Obsidian Markdown Parser

dvargas92495 · March 7, 2023, 5:25pm

Has there been discussion about or interest in surfacing an API to access the Obsidian underlying markdown parser? What I have in mind for my use case is something like:

const result = await plugin.app.workspace.parse("Hello *world*");
console.log(result);
/**
[
  { text: "Hello ", type: "text"},
  { text: "world", type: "italics"},
]
*/

Obviously, the actual schema of the result array could resemble what Obsidian actually uses under the hood.

Up to this point, I have been using the recommendations found in Format your notes - Obsidian Help, but there are several undocumented nuances that could cause issues. For example, unlike the common mark spec, the string **Hello actually results in Hello bolded instead of rendering that full line as text. For these cases, it would simplify our use case immensely to be able to access the output of the parser directly.

Happy to expand on more if needed!

coreSpotz · April 15, 2023, 7:21pm

Yes it would be nice from the developers to give access to the parser and the grammar ! Especially if they use a parser-generator because that would make it really easy.

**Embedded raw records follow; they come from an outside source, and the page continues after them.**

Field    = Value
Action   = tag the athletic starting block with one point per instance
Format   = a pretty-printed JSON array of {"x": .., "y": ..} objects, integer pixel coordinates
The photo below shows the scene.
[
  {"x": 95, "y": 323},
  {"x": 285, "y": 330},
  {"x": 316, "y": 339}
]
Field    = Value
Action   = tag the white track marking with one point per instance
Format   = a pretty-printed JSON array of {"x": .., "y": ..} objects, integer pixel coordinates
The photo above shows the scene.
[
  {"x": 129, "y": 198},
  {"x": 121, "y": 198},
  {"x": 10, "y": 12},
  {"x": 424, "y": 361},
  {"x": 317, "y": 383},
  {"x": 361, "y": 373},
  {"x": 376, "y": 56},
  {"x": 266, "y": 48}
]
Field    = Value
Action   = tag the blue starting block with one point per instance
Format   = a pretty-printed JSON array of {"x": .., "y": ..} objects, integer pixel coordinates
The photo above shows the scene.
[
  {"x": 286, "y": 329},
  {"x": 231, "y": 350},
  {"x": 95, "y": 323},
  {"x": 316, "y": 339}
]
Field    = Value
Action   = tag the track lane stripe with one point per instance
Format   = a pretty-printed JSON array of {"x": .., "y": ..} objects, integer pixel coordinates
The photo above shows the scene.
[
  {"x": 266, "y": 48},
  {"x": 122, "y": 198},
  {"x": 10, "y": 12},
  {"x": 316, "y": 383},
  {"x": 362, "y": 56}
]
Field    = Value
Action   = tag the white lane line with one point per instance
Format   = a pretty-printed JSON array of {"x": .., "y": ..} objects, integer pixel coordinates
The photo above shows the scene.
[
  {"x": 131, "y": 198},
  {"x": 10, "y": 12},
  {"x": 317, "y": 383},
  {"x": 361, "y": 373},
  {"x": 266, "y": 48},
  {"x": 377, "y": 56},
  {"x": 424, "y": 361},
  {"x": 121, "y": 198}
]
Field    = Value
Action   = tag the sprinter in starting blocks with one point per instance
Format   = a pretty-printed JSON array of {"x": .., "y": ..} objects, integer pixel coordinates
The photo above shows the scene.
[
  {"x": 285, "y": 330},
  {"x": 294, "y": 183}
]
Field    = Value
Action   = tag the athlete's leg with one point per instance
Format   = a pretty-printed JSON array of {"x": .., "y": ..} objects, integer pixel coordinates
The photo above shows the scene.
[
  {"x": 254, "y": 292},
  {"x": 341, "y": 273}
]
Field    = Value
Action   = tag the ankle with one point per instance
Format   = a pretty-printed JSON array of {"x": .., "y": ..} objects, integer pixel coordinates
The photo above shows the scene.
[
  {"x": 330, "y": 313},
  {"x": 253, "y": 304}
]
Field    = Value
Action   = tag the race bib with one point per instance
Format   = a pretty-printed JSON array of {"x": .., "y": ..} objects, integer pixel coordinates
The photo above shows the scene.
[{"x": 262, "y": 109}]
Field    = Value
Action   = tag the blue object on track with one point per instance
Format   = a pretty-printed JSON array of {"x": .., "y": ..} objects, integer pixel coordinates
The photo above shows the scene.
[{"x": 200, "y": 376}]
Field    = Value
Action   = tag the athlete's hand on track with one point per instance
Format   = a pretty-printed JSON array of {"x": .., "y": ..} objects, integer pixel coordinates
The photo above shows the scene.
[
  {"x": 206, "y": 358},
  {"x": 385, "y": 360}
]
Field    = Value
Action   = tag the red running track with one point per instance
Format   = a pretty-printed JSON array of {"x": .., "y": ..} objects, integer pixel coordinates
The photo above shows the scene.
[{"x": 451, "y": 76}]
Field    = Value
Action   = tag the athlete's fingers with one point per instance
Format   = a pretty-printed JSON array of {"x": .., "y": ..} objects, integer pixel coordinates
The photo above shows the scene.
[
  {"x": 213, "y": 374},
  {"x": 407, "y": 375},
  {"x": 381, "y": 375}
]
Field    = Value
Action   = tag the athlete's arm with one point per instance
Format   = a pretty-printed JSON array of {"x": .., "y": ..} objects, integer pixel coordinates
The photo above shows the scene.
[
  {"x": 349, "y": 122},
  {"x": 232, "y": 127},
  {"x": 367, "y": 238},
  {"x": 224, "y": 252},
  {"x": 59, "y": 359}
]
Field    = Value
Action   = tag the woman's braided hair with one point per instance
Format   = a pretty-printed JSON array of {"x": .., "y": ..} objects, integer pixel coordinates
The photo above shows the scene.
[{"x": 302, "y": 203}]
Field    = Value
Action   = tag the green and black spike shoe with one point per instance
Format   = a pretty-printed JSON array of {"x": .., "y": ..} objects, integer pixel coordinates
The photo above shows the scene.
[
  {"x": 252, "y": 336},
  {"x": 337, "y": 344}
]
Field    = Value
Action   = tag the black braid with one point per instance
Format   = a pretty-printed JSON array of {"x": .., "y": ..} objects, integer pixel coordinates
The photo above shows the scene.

smackesey · August 6, 2024, 1:32pm

I too am looking for this. Currently I use remark with some plugins, but the result is far from complete. For reference:

import { unified } from 'unified';
import remarkParse from 'remark-parse';
// @ts-ignore: No type definitions available for this module
import remarkWikiLink from 'remark-wiki-link';
import remarkGfm from 'remark-gfm';
import remarkRehype from 'remark-rehype';
import rehypeStringify from 'rehype-stringify';
import { VFile } from 'vfile';
import { inspect } from 'unist-util-inspect';

describe('obsidian markdown parsing', () => {
  it('parses a sample markdown text with remark-obsidian', async () => {
    const sampleMarkdown = `
      # Test Note

      This is a [[link]] to another note.

      ![[embedded note]]

      - [ ] Task 1
      - [x] Task 2

      > [!info] Callout
      > This is a callout block
  `.replace(/^[ \t]+/gm, '');

    const file = new VFile(sampleMarkdown);
    const result = unified().use(remarkParse).use(remarkGfm).use(remarkWikiLink).parse(file);
    // shows syntax tree
    console.log(inspect(result));
    const root = result.children[0];
    expect(result.children[0].type).toBe('heading');
  });
});

Will print:

      root[5] (1:1-13:1, 0-142)
      ├─0 heading[1] (2:1-2:12, 1-12)
      │   │ depth: 1
      │   └─0 text "Test Note" (2:3-2:12, 3-12)
      ├─1 paragraph[3] (4:1-4:36, 14-49)
      │   ├─0 text "This is a " (4:1-4:11, 14-24)
      │   ├─1 wikiLink "link" (4:11-4:19, 24-32)
      │   │     data: {"alias":"link","permalink":"link","exists":false,"hName":"a","hProperties":{"className":"internal new","href":"#/page/link"},"hChildren":[{"type":"text","value":"link"}]}
      │   └─2 text " to another note." (4:19-4:36, 32-49)
      ├─2 paragraph[1] (6:1-6:19, 51-69)
      │   └─0 text "![[embedded note]]" (6:1-6:19, 51-69)
      ├─3 list[2] (8:1-9:13, 71-96)
      │   │ ordered: false
      │   │ start: null
      │   │ spread: false
      │   ├─0 listItem[1] (8:1-8:13, 71-83)
      │   │   │ spread: false
      │   │   │ checked: false
      │   │   └─0 paragraph[1] (8:7-8:13, 77-83)
      │   │       └─0 text "Task 1" (8:7-8:13, 77-83)
      │   └─1 listItem[1] (9:1-9:13, 84-96)
      │       │ spread: false
      │       │ checked: true
      │       └─0 paragraph[1] (9:7-9:13, 90-96)
      │           └─0 text "Task 2" (9:7-9:13, 90-96)
      └─4 blockquote[1] (11:1-12:26, 98-141)
          └─0 paragraph[1] (11:3-12:26, 100-141)
              └─0 text "[!info] Callout\nThis is a callout block" (11:3-12:26, 100-141)